To avoid the other two-thirds, they would need to be specifically programmed to prioritize safety over speed and convenience.

 

“Building self-driving cars that drive as well as people do is a big challenge in itself,” said IIHS Research Scientist Alexandra Mueller, lead author of the study. “But they’d actually need to be better than that to deliver on the promises we’ve all heard.”

 

To estimate how many crashes might continue to occur if self-driving cars are designed to make the same decisions about risk humans do, IIHS researchers examined more than 5,000 police-reported crashes from the National Motor Vehicle Crash Causation Survey.
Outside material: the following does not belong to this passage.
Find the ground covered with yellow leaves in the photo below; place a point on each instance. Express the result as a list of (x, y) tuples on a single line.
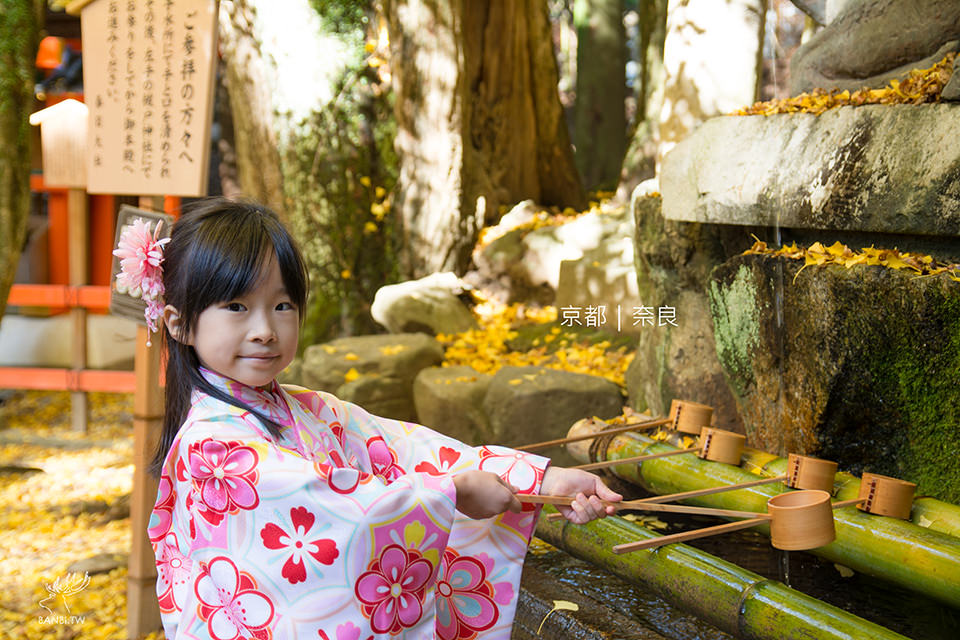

Collected by the National Highway Traffic Safety Administration, this sample is representative of crashes across the U.S. in which at least one vehicle was towed away, and emergency medical services were called to the scene.

 

The IIHS team reviewed the case files and separated the driver-related factors that contributed to the crashes into five categories:

 

  • “Sensing and perceiving” errors included things like driver distraction, impeded visibility and failing to recognize hazards before it was too late.
  • “Predicting” errors occurred when drivers misjudged a gap in traffic, incorrectly estimated how fast another vehicle was going or made an incorrect assumption about what another road user was going to do.
  • “Planning and deciding” errors included driving too fast or too slow for the road conditions, driving aggressively or leaving too little following distance from the vehicle ahead.
  • “Execution and performance” errors included inadequate or incorrect evasive maneuvers, overcompensation and other mistakes in controlling the vehicle.
  • “Incapacitation” involved impairment due to alcohol or drug use, medical problems or falling asleep at the wheel.